JML Support in KeY
This page documents the state of support for the Java Modeling Language (JML) in KeY releases 1.6.5 and 2.4.1 as well in the release candidate for KeY 2.6.0. We also list some KeY-specific extensions to JML here. We do not explain JML itself here, please refer to the reference manual for that.
| KeY 1.6.5 | KeY 2.4.1 | KeY 2.6 RC | Comments | |
| ghost field/variable | yes | yes | yes | |
| model field | no | yes | yes | |
| model method | no | yes | yes | |
| class invariant | yes | yes | yes | see note below |
| history constraint | no | no | no | |
| initially clause | no | yes | yes | |
| axiom clause | no | yes | yes | |
| represents clause | no | yes | yes | |
| requires clause | yes | yes | yes | |
| ensures clause | yes | yes | yes | |
| signals clause | yes | yes | yes | |
| signals_only clause | yes | yes | yes | |
| diverges clause | yes | yes | yes | |
| measured_by clause | no | yes | yes | |
| assignable clause | yes | yes | yes | |
| accessible clause | no | yes | yes | |
| redundancy | yes | yes | yes | treated as non-redundant |
| set statement | yes | yes | yes | known issue: must not be last statement in block |
| assert statement | no | yes | yes | known issue: must be followed by non-empty block |
| assume statement | no | no | no | |
| visibility modifiers | yes | yes | yes | |
| helper modifier | no | yes | yes | |
| pure modifier | see note | yes | yes | see note below |
| math modifiers | no | no | no | |
| \bigint type | no | yes* | yes | KeY 2.4 uses Euclidean division, mod |
| \real type | no | parsable | parsable | no reasoning about reals |
| \TYPE type | no | no | no | |
| \index and \values | no | yes | yes | JML extension also used in OpenJML |
| \invariant_for | no | yes | yes | |
| \old | yes | partially | yes | known issue: not available for parameters in 2.4 |
| \forall and \exists | yes | yes | yes | |
| \sum, \num_of and \product | no | yes | yes | |
| \min and \max | no | no | yes | |
| \fresh | yes | yes | yes | |
| \reach | no | partially | partially | TODO |
| \typeof | yes | yes | yes | |
| \is_initialized | yes | yes | yes | |
| expression associativity | right | right | standard | see note below |
Notes
Class Invariants
KeY does not require invariants to hold in every visible state.

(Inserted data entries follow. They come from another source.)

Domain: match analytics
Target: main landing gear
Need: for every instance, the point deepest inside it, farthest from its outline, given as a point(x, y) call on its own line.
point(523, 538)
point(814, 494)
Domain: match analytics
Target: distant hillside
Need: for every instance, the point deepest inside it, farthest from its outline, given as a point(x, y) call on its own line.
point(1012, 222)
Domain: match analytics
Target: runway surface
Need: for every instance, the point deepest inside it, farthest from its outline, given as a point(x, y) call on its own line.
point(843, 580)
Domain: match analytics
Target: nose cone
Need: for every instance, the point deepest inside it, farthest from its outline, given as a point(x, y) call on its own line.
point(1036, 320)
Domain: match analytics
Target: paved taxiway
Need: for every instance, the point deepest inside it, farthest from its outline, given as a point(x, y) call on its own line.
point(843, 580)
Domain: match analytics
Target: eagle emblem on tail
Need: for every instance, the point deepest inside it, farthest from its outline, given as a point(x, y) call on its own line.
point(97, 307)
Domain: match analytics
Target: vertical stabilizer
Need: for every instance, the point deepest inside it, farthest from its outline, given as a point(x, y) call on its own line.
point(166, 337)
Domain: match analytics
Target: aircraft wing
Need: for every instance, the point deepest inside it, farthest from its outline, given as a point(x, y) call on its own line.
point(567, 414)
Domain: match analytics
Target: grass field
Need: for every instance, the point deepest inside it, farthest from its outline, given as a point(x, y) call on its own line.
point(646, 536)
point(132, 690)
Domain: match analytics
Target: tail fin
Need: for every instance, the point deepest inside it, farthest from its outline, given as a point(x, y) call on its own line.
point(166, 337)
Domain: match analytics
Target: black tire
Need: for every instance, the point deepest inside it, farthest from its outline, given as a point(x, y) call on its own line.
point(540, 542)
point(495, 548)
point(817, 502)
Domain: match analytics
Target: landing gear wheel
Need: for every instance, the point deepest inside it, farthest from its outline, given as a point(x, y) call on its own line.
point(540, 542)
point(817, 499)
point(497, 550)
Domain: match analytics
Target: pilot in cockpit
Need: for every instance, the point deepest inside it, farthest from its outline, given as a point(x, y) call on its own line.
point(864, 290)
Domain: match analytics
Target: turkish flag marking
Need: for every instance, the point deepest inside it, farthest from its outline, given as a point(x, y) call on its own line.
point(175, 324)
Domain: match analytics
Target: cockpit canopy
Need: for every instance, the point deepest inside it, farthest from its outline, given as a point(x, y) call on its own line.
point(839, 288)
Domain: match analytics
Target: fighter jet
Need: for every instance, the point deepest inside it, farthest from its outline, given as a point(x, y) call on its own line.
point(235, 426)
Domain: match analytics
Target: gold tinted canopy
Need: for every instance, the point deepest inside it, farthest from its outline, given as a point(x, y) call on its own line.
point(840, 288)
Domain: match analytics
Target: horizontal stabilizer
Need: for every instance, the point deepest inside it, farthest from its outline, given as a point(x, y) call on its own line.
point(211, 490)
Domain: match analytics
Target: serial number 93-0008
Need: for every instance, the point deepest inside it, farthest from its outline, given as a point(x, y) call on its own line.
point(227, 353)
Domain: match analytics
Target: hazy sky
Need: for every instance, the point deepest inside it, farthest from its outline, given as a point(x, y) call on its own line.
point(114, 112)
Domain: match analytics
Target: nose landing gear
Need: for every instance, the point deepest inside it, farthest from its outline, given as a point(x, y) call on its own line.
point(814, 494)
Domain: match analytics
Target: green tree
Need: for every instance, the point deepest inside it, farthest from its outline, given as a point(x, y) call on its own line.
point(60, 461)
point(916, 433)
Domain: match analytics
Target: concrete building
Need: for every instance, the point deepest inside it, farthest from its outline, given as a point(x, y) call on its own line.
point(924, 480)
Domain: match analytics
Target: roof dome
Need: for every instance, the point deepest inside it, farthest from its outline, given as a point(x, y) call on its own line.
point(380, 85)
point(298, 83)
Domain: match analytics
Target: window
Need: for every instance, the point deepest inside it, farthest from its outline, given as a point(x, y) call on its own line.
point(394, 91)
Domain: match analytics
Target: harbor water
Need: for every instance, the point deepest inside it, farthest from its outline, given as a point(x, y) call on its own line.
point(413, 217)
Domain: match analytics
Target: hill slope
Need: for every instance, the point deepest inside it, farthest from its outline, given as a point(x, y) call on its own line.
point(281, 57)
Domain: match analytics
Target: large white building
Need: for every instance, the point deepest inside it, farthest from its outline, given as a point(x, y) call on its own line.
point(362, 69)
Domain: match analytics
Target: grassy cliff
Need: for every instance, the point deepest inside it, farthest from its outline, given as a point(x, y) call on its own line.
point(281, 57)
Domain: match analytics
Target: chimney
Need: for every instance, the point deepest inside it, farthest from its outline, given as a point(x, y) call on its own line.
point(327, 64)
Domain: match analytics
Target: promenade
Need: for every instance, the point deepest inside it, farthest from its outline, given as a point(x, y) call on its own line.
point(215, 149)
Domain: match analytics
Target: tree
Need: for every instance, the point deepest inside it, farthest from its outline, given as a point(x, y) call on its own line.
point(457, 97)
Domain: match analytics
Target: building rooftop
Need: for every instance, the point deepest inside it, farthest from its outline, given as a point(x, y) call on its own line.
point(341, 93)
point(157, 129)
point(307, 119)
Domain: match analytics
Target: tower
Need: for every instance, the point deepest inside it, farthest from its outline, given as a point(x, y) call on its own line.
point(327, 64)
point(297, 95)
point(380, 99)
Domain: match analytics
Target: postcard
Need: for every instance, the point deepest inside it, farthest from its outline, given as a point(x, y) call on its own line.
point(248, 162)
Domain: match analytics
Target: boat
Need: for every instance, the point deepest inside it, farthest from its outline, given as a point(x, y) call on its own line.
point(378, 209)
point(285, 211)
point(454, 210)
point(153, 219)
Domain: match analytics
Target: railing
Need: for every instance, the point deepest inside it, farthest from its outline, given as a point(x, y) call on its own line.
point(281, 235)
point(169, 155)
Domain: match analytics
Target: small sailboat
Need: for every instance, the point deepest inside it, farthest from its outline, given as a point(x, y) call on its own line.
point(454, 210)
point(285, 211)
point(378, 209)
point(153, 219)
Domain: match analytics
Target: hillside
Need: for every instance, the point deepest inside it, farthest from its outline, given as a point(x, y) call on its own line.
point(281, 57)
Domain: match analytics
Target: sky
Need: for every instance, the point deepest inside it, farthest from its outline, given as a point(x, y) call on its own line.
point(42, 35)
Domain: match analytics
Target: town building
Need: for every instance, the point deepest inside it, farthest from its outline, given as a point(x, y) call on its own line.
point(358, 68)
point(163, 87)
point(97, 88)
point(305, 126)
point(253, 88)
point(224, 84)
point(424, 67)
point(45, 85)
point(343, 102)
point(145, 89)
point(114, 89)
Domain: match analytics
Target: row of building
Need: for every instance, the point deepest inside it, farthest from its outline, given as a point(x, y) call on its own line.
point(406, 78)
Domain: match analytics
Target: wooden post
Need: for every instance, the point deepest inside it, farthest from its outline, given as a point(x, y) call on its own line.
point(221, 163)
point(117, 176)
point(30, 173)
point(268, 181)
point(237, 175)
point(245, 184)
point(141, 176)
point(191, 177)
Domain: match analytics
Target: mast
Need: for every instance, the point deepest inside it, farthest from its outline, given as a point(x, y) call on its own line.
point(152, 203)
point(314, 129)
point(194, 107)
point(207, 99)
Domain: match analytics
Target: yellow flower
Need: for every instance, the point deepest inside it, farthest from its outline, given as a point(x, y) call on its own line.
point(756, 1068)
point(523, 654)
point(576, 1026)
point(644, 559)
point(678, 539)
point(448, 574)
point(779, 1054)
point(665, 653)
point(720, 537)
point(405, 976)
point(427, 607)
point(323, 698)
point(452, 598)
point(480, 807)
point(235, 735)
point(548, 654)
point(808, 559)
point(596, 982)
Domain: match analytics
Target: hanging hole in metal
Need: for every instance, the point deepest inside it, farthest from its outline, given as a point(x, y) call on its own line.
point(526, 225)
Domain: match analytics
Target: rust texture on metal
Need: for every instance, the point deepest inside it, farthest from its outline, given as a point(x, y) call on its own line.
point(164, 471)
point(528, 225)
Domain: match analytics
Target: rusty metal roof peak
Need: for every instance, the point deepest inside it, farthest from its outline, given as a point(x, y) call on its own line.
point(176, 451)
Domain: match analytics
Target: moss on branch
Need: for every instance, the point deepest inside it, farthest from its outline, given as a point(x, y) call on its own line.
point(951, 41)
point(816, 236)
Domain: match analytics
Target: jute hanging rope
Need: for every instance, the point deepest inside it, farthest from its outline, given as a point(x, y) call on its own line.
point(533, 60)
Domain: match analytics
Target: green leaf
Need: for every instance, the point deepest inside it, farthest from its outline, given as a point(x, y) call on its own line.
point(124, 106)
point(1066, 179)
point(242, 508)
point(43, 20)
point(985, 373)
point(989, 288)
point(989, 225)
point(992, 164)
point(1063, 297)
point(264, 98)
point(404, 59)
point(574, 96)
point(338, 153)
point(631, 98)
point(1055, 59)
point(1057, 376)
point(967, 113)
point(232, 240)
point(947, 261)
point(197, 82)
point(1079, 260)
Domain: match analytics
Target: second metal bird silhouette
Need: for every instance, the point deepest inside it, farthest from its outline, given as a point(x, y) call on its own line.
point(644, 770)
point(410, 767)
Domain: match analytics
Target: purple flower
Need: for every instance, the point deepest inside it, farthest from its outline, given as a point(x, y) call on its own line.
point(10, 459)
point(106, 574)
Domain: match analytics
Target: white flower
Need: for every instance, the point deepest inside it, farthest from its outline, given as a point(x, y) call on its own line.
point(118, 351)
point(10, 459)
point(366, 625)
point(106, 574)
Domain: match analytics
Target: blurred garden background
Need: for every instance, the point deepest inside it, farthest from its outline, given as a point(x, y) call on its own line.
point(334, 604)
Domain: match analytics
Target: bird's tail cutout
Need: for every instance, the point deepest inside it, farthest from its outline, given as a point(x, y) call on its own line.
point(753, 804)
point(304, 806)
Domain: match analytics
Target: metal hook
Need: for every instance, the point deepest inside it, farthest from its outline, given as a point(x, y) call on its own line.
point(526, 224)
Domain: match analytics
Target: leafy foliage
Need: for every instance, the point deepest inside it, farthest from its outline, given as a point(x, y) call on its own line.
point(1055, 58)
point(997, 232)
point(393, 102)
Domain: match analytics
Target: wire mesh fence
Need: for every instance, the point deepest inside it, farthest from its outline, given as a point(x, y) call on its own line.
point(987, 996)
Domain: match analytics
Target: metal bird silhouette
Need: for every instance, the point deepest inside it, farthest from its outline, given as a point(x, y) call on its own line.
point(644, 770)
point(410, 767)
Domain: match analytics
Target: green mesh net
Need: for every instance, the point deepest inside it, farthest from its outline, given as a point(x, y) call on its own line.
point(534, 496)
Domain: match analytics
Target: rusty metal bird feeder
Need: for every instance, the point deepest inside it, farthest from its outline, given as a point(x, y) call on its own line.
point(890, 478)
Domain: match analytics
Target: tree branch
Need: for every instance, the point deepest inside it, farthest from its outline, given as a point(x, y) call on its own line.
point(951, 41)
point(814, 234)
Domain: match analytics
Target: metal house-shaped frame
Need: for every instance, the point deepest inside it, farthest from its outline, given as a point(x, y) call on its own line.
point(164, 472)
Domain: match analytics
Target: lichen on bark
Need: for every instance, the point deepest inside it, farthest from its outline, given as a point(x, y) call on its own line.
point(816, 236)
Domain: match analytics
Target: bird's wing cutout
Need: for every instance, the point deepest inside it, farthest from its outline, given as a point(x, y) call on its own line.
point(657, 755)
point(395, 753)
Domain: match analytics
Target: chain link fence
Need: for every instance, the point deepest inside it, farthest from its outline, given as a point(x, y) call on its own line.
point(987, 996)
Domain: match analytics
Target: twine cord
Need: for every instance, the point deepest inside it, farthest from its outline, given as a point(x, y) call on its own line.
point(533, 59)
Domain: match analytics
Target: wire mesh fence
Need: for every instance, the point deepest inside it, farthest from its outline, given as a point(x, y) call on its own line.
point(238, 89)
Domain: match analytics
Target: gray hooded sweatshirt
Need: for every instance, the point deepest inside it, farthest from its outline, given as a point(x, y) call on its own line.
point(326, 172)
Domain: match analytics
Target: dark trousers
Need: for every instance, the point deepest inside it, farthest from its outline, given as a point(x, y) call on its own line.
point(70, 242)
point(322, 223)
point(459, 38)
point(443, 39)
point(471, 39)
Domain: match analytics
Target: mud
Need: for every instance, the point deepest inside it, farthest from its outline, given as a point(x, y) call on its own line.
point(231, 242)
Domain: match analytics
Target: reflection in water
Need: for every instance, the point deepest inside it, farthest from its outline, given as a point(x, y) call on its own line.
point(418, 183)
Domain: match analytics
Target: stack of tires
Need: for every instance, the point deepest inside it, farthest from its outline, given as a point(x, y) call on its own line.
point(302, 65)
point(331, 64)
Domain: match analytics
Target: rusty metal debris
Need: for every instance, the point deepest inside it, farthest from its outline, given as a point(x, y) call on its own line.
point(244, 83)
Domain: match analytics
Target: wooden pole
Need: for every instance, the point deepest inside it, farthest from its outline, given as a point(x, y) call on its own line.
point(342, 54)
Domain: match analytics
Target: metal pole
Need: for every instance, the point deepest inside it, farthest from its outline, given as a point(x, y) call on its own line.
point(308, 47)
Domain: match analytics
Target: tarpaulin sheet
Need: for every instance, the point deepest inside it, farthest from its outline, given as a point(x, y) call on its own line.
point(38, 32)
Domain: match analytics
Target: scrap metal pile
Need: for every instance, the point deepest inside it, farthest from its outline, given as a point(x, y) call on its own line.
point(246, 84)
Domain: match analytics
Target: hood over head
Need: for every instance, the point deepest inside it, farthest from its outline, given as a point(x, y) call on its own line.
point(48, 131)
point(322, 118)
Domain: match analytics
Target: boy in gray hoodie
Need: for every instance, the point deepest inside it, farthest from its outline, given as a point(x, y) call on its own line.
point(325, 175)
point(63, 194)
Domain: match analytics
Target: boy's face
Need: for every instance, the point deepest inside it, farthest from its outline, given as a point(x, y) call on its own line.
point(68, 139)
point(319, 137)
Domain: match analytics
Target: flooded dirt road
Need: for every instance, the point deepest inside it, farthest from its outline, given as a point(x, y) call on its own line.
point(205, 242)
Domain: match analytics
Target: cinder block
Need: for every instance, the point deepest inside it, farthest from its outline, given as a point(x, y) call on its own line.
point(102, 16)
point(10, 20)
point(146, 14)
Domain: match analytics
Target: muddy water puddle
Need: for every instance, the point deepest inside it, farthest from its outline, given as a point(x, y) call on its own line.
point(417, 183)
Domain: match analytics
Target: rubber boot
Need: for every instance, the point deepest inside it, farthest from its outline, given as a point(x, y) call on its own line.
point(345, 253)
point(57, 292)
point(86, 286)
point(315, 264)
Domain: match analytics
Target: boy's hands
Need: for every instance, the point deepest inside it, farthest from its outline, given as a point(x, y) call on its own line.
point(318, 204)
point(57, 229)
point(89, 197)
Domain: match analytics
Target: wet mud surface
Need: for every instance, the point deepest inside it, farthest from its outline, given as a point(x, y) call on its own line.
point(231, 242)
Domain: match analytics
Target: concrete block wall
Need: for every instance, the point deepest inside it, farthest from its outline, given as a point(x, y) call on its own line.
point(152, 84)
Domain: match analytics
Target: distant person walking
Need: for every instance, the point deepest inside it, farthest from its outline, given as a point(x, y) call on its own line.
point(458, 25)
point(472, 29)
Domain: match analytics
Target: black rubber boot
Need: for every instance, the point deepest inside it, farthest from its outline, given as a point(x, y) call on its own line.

In KeY 1.6.5 or older, invariants are required to hold in the post state. The user has to select in the GUI which invariants are assumed for each method. In KeY 2.0.0 or later, invariants are not generally assumed in pre conditions or required in post conditions. The only exception are invariants of the class (or a superclass) in which the method under test is declared. This behavior can be disabled using the helper modifier. Invariants can be explicitly added to any specification clause using the \invariant_for expression.
Purity
In KeY 1.6.5 or older, the pure modifier means strong purity (no changes to the heap at all). In KeY 2.0.0 or later, it means weak purity as described in the JML reference manual. For strong purity use the strictly_pure modifier instead (KeY-specific extension).
Expression Associativity
The JML reference manual declares all operators to be left-associative (as in Java), with the exception of the forward implication, which is right-associative. Only KeY versions from 2.6.0 on respect this. In earlier versions, all operators are right-associative. When using those, remember that KeY is not a replacement for a JML syntax/type checker.